Mucho de ese ladrillo y ese cemento vino a ser ocupado por
súbditos de su Graciosa Majestad Británica, que bajaron de las brumosas islas
buscando el sol, el calor y la sangría. Los años de bonanza y la libra
esterlina les permitieron comprar inmuebles baratos, y fieles a su tradición
insular, prefirieron acumularse en urbanizaciones antes que mezclarse con los
naturales, creando guetos poco permeables a las costumbres del lugar. Los
negocios florecían pensados y regidos por y para ellos, tiendas británicas,
bares británicos, peluquerías donde cardaban el pelo a lo Camila Parker, y así.
Todo muy british y tal.
Y por supuesto, celosos de su
forma de vida.
Por eso, cuando hoy, empujando de nuevo el carrito del bebé
y humeando la pipa los veo sentados a las seis de la tarde primaveral, bajo el
sol que será justiciero en el verano pero que ya calienta y reverbera, pidiendo
su cena de hamburguesas con café con leche, la pequeña concesión a la paella, o
su ración de salchichas, con el color encarnado incrustado en sus blancas
carnes, por el calor y el red wine
que consumen por hectólitros, no puedo dejar de pensar, un punto asqueado,
¡perros ingleses!
Me tengo por hombre tolerante, poco dado a aspavientos y
enojos innecesarios, un poco descreído con todo lo circulante, comprensivo con
las faltas propias y ajenas, con escasas certidumbres.
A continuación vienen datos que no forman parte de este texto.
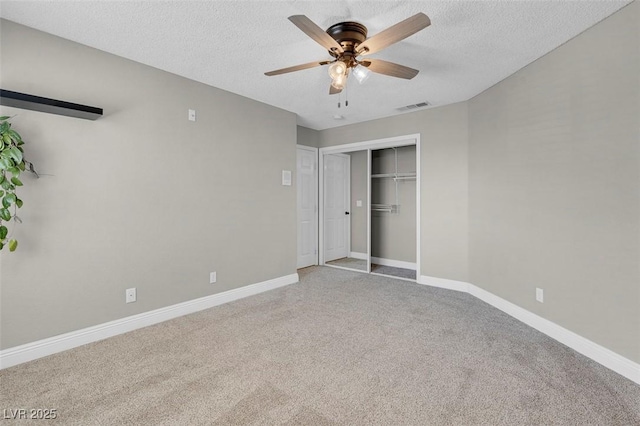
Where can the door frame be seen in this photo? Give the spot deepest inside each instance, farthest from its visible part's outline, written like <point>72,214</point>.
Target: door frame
<point>321,206</point>
<point>396,141</point>
<point>317,220</point>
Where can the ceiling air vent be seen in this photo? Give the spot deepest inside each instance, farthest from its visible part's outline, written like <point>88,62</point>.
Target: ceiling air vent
<point>413,106</point>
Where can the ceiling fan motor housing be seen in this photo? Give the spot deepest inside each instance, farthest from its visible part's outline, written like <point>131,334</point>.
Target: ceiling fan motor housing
<point>349,35</point>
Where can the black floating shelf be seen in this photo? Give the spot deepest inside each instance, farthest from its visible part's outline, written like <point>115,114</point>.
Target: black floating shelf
<point>52,106</point>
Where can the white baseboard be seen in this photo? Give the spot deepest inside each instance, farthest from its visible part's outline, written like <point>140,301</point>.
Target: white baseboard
<point>394,263</point>
<point>34,350</point>
<point>443,283</point>
<point>383,262</point>
<point>600,354</point>
<point>357,255</point>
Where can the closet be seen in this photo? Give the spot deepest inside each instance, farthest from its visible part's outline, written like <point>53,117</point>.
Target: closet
<point>376,208</point>
<point>393,211</point>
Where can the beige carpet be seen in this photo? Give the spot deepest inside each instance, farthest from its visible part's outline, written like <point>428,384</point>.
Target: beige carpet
<point>340,347</point>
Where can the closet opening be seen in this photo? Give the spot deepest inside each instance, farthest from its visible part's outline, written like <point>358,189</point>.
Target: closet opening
<point>369,207</point>
<point>393,212</point>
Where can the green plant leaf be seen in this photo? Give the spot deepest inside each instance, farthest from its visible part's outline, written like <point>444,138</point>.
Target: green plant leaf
<point>15,154</point>
<point>15,135</point>
<point>5,162</point>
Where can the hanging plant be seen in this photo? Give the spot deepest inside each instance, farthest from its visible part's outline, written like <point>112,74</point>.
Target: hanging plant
<point>11,164</point>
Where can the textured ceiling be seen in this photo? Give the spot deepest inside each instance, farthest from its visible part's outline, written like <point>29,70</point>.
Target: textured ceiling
<point>470,45</point>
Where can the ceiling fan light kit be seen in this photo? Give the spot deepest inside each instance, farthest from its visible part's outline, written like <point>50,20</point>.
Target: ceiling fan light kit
<point>346,41</point>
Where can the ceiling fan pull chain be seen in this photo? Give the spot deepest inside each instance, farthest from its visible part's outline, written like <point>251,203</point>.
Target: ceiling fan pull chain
<point>346,97</point>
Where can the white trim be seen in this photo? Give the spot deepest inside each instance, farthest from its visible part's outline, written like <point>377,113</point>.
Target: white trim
<point>443,283</point>
<point>621,365</point>
<point>418,205</point>
<point>369,168</point>
<point>396,141</point>
<point>586,347</point>
<point>394,263</point>
<point>41,348</point>
<point>393,277</point>
<point>358,255</point>
<point>308,148</point>
<point>317,218</point>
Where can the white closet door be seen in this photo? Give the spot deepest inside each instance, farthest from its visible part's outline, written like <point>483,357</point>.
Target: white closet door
<point>307,183</point>
<point>336,206</point>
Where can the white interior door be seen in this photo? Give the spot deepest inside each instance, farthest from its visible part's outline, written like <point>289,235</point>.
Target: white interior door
<point>336,206</point>
<point>307,188</point>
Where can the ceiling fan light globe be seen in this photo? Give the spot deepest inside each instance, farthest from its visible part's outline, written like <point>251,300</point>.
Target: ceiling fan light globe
<point>361,73</point>
<point>339,82</point>
<point>337,69</point>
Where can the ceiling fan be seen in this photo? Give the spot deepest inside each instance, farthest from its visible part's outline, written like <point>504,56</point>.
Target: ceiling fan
<point>346,41</point>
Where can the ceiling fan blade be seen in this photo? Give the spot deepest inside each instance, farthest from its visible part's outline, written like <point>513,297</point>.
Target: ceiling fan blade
<point>315,32</point>
<point>297,68</point>
<point>394,34</point>
<point>389,68</point>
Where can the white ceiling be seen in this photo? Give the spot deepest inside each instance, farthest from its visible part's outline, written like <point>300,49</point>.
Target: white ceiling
<point>470,45</point>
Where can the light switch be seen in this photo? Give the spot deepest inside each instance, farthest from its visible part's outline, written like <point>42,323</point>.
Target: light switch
<point>286,177</point>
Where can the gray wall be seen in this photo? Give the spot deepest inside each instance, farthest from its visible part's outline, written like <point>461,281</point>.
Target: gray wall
<point>359,177</point>
<point>308,137</point>
<point>393,235</point>
<point>141,197</point>
<point>554,185</point>
<point>444,193</point>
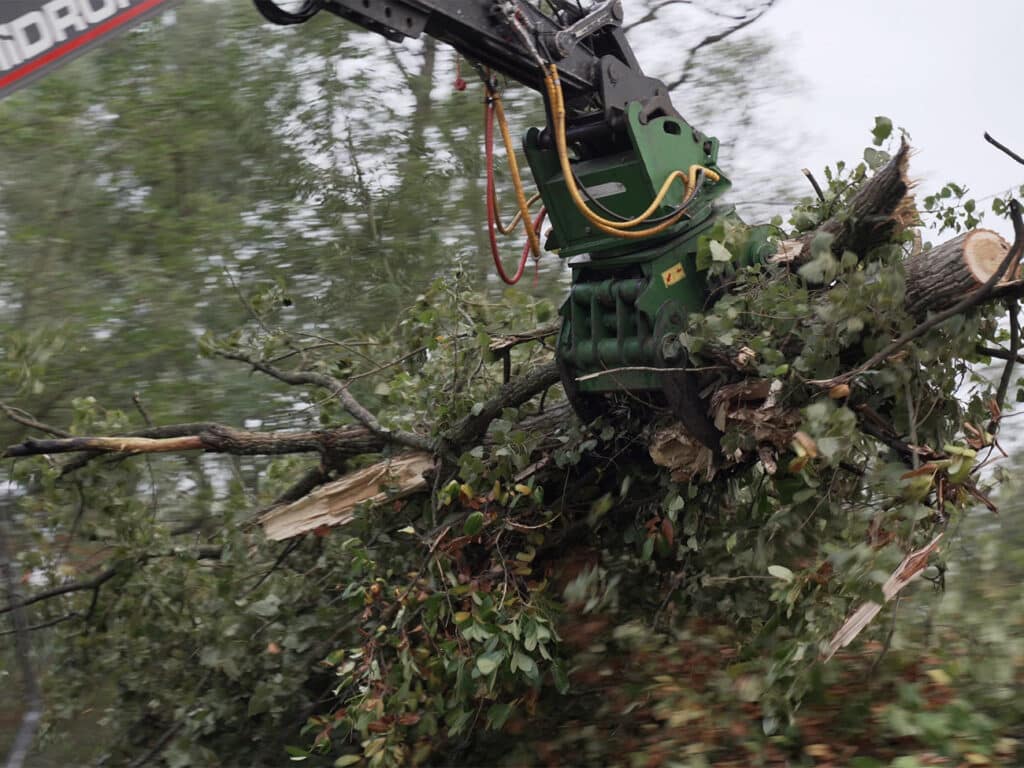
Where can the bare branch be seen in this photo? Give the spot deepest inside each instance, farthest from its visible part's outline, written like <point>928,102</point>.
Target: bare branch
<point>717,38</point>
<point>1004,148</point>
<point>23,649</point>
<point>973,299</point>
<point>340,390</point>
<point>1015,345</point>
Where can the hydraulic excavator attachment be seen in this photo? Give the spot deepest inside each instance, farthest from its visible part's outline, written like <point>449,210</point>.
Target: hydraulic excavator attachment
<point>628,184</point>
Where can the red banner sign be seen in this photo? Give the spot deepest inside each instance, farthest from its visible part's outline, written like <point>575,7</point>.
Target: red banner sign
<point>37,36</point>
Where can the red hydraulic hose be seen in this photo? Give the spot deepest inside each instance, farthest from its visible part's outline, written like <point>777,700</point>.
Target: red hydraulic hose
<point>488,152</point>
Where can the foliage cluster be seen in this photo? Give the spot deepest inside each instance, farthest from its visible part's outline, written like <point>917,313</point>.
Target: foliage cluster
<point>555,598</point>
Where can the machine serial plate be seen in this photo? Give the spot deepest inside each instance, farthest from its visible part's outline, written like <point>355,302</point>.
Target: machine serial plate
<point>673,274</point>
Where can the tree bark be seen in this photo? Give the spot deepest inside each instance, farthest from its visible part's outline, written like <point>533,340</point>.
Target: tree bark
<point>883,207</point>
<point>939,278</point>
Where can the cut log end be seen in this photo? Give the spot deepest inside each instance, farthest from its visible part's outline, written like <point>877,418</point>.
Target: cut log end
<point>939,278</point>
<point>983,252</point>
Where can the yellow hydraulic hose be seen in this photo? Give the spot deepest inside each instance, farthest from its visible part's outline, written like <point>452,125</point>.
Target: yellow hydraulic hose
<point>609,226</point>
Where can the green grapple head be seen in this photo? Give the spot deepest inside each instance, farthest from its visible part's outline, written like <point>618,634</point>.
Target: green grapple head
<point>631,297</point>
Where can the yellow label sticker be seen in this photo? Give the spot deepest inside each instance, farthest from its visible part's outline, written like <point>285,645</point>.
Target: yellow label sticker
<point>673,274</point>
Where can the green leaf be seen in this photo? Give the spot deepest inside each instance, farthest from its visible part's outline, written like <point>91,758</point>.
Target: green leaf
<point>498,715</point>
<point>883,129</point>
<point>487,663</point>
<point>719,252</point>
<point>525,664</point>
<point>267,607</point>
<point>473,524</point>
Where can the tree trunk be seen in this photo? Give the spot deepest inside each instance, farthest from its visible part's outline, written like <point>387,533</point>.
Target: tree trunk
<point>939,278</point>
<point>883,207</point>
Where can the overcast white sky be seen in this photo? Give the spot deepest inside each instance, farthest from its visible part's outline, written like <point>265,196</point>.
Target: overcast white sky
<point>945,70</point>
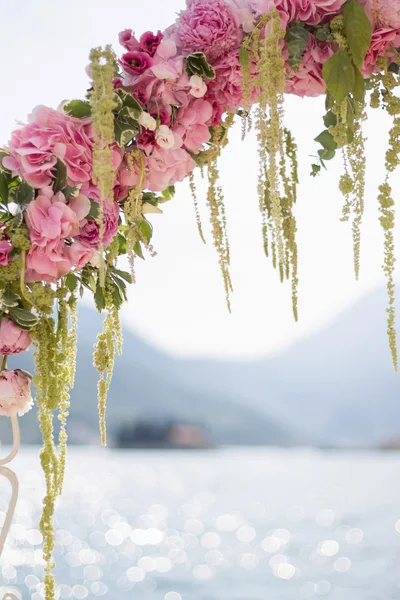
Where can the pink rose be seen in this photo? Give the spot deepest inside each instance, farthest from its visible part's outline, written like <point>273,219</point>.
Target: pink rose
<point>90,230</point>
<point>80,254</point>
<point>308,79</point>
<point>208,26</point>
<point>13,340</point>
<point>226,88</point>
<point>49,135</point>
<point>5,249</point>
<point>136,63</point>
<point>15,393</point>
<point>382,41</point>
<point>167,167</point>
<point>47,263</point>
<point>191,124</point>
<point>150,42</point>
<point>49,221</point>
<point>127,40</point>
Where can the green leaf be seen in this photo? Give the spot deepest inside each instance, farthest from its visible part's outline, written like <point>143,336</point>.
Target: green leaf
<point>244,57</point>
<point>94,210</point>
<point>121,244</point>
<point>330,119</point>
<point>130,115</point>
<point>131,102</point>
<point>24,318</point>
<point>100,298</point>
<point>146,230</point>
<point>124,132</point>
<point>326,154</point>
<point>168,193</point>
<point>326,140</point>
<point>137,248</point>
<point>23,194</point>
<point>197,64</point>
<point>10,299</point>
<point>124,275</point>
<point>70,192</point>
<point>71,282</point>
<point>78,108</point>
<point>3,187</point>
<point>339,75</point>
<point>358,31</point>
<point>315,170</point>
<point>359,86</point>
<point>60,176</point>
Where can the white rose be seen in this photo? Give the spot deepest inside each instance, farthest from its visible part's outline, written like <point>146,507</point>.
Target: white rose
<point>198,86</point>
<point>165,138</point>
<point>150,209</point>
<point>147,121</point>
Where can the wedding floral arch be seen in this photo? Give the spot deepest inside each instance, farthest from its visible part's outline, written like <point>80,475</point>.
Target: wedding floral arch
<point>77,184</point>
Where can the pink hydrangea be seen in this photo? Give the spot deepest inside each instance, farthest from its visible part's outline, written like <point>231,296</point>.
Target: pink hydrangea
<point>15,393</point>
<point>90,229</point>
<point>308,79</point>
<point>226,89</point>
<point>167,167</point>
<point>208,26</point>
<point>191,125</point>
<point>150,42</point>
<point>49,221</point>
<point>5,249</point>
<point>383,40</point>
<point>383,13</point>
<point>49,135</point>
<point>13,339</point>
<point>47,263</point>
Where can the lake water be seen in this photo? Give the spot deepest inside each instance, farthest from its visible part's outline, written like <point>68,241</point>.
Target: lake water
<point>234,524</point>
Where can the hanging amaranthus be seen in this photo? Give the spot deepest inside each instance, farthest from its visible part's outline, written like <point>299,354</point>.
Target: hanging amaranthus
<point>102,66</point>
<point>385,83</point>
<point>215,200</point>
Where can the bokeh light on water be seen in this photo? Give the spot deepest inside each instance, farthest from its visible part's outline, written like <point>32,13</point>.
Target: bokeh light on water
<point>219,525</point>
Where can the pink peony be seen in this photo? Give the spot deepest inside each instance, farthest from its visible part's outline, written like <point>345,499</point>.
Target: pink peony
<point>15,393</point>
<point>90,230</point>
<point>383,40</point>
<point>308,79</point>
<point>5,249</point>
<point>49,221</point>
<point>383,13</point>
<point>208,26</point>
<point>136,63</point>
<point>226,88</point>
<point>150,42</point>
<point>167,167</point>
<point>191,124</point>
<point>47,263</point>
<point>13,339</point>
<point>49,135</point>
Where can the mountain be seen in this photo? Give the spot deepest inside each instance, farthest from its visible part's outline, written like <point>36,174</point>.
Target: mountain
<point>147,385</point>
<point>337,386</point>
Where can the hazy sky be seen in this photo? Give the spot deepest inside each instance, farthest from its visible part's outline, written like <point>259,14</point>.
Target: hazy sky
<point>178,302</point>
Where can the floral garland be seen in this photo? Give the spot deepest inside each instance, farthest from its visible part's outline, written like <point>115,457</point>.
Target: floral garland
<point>78,183</point>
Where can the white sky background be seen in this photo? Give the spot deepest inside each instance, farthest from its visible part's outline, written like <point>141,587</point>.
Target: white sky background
<point>178,302</point>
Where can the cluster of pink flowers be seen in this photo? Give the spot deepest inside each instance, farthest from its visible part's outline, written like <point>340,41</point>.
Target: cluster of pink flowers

Pero con un cierto
orgullo patrio, o meridional, o mediterráneo. Y esas imágenes me siguen
molestando, porque siento que la poca o nula adaptación de los británicos a las
costumbres o el medio ambiente del lugar en el que habitan voluntariamente, que
impone que en el sur a las seis de la tarde de la primavera florida y el verano
desértico lo que hay que hacer es dormir la siesta o mirar el mar a la sombra
de las parras –ahora de los toldos mecánicos o así-, el no querer ni tan
siquiera chapurrear el español, o el italiano, o el griego, pretendiendo ser
entendidos en la docta lengua de Shakespeare, lo hacen no tanto por preservar
su idiosincrasia y forma de vida si no y
sobre todo, por su mentalidad colonial que los hace creerse superiores al meridional de turno.
Ese que pese a la prima de riesgo, los políticos trincones,
la corrupción galopante, la dejadez y las penurias, el fatalismo católico,
lleva en sus genes la herencia de Homero, de Cervantes, de Da Vinci, de Ibn Arabí,
de Justiano.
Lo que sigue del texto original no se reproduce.